Lord Brooke of Alverthorpe, the committee's Labour chairman, said that he was suprised by the apparent influence of the drinks industry. He said ministers may also have been worried about alienating car drivers. The report pointed out the theoretical anomaly that, as a result of the EU Convention on Driver Disqualification, drivers could now be disqualified from driving in the United Kingdom for exceeding the lower limits in force elsewhere in Europe.
The peers on the committee suspect that the Government rushed out its decision in March before the publication of their report in which they emphatically come down in favour of the a reduction in the limit.

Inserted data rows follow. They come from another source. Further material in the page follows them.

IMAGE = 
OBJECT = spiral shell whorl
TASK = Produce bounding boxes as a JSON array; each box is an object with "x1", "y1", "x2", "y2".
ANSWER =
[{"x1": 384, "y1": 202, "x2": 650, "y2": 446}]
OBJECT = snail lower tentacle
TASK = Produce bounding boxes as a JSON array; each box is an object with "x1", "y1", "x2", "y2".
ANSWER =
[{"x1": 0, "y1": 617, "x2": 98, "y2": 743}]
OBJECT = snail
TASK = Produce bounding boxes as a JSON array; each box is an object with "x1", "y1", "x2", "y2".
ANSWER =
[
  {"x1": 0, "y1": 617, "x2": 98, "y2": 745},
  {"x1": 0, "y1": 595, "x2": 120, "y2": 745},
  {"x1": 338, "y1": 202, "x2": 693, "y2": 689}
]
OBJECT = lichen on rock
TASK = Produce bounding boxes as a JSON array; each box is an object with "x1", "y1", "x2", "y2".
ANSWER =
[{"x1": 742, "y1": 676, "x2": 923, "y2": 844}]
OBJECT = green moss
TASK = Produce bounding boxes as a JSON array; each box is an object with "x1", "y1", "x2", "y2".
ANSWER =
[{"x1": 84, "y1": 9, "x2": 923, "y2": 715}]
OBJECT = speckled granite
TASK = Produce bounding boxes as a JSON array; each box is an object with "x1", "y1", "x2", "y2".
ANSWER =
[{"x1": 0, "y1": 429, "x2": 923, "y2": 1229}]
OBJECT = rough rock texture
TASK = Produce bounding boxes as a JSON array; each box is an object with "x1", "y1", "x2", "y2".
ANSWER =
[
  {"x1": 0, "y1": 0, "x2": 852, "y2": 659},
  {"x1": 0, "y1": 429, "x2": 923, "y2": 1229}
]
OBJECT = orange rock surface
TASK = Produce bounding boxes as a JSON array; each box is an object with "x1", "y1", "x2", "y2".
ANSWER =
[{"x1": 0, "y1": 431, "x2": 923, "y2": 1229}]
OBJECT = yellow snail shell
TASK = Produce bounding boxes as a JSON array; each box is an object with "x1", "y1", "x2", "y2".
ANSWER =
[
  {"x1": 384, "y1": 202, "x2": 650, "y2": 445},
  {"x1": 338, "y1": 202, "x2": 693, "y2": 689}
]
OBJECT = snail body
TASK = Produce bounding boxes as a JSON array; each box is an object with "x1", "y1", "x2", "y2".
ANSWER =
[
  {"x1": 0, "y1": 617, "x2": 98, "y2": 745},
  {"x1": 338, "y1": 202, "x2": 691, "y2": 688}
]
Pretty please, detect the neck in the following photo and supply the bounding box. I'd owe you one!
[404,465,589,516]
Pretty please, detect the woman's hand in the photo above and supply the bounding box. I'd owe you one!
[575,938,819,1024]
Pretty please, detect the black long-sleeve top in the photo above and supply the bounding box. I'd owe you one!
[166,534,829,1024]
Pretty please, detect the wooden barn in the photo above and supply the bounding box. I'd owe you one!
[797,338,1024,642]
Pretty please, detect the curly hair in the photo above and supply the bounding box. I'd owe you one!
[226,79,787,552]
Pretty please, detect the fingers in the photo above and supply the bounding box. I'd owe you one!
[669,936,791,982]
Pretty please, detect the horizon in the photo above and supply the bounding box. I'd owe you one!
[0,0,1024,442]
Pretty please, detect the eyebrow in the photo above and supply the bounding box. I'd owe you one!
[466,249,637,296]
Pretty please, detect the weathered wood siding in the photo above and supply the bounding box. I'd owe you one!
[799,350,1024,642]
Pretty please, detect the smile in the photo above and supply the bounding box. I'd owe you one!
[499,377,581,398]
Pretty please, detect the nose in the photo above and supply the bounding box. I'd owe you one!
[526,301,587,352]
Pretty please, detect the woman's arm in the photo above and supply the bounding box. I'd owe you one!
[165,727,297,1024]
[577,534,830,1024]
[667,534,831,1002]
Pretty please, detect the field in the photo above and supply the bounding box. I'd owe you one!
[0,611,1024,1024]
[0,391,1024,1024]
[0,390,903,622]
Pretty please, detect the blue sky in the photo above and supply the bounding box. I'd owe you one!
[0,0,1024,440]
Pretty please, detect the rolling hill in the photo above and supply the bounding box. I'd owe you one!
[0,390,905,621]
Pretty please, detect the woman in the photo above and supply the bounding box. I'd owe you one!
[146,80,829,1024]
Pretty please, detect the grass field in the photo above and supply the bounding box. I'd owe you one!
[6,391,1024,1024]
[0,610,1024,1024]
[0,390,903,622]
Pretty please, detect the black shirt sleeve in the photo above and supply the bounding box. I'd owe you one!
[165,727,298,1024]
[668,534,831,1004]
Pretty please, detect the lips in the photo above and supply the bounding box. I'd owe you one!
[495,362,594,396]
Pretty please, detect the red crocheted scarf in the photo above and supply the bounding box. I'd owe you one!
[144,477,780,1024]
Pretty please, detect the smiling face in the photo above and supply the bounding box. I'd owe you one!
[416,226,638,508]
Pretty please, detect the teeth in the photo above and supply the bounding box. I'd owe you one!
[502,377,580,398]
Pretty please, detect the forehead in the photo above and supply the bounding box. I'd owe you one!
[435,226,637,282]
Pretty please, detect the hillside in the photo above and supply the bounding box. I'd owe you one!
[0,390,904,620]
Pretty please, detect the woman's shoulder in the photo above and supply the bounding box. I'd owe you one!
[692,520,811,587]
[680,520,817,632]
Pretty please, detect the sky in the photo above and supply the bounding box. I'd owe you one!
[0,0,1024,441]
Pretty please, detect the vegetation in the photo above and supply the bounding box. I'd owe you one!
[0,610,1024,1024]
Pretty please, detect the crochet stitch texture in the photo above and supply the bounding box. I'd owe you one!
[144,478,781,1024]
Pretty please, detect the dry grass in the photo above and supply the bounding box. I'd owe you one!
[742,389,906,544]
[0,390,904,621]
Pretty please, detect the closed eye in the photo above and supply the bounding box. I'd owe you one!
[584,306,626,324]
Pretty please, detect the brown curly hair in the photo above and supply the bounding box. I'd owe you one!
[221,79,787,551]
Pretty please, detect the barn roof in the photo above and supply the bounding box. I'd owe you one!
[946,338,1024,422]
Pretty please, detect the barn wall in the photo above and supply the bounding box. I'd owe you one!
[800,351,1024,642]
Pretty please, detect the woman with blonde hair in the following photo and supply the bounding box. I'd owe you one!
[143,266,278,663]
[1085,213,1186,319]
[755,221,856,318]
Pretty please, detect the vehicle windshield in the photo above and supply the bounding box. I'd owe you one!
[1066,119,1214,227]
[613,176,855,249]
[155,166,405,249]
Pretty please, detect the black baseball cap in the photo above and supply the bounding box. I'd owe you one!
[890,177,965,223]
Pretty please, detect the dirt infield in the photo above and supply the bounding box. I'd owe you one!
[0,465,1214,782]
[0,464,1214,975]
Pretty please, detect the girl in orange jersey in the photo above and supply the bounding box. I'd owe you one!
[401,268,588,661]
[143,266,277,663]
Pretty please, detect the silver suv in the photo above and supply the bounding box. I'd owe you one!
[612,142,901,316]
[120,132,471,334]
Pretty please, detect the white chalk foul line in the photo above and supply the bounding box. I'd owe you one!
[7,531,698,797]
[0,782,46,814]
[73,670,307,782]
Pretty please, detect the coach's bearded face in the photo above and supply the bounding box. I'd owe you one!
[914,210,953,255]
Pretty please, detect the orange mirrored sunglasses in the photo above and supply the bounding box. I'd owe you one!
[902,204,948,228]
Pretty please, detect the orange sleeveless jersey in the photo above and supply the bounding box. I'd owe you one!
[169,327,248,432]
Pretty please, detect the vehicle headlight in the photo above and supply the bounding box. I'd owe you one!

The committee draws attention to the fact that the campaign to reduce drink-driving has lost momentum in the past ten years, with the number of casualties in drink-drive crashes beginning to rise again. In addition, the Government's re-stated aim to make significant reductions to the number of those killed and injured on our roads strikes many experts as ironical in the light of its decision on the drink drive limit.
The number of people killed or injured in such crashes in England and Wales rose from 15,590 to 18,030 between 1998 and 2000.
Jean Coussins, director of the Portman Group, said: "There is a risk with the lower limit that people would think 'I'm already over the limit with one drink so I might as well have three'." She did not explain what her evidence is to show the degree of likelihood of this claim and how much it weighs against the evidence indicating that fifty lives a year would be saved by lowering the limit.
Nor did she explain how it is that in other countries reductions in the legal limit have brought about reductions in drunk driving and in the number of associated casualties.
Although a spokesman for the Department for Transport said that "the decision not to lower the drink-drive limit was not made because of any pressure group – the Portman Group or any other", the House of Lords report will confirm the suspicion in the minds of many that the Government allows itself to be influenced by drink industry pressure groups rather than experts in road safety, law enforcement, and alcohol policy.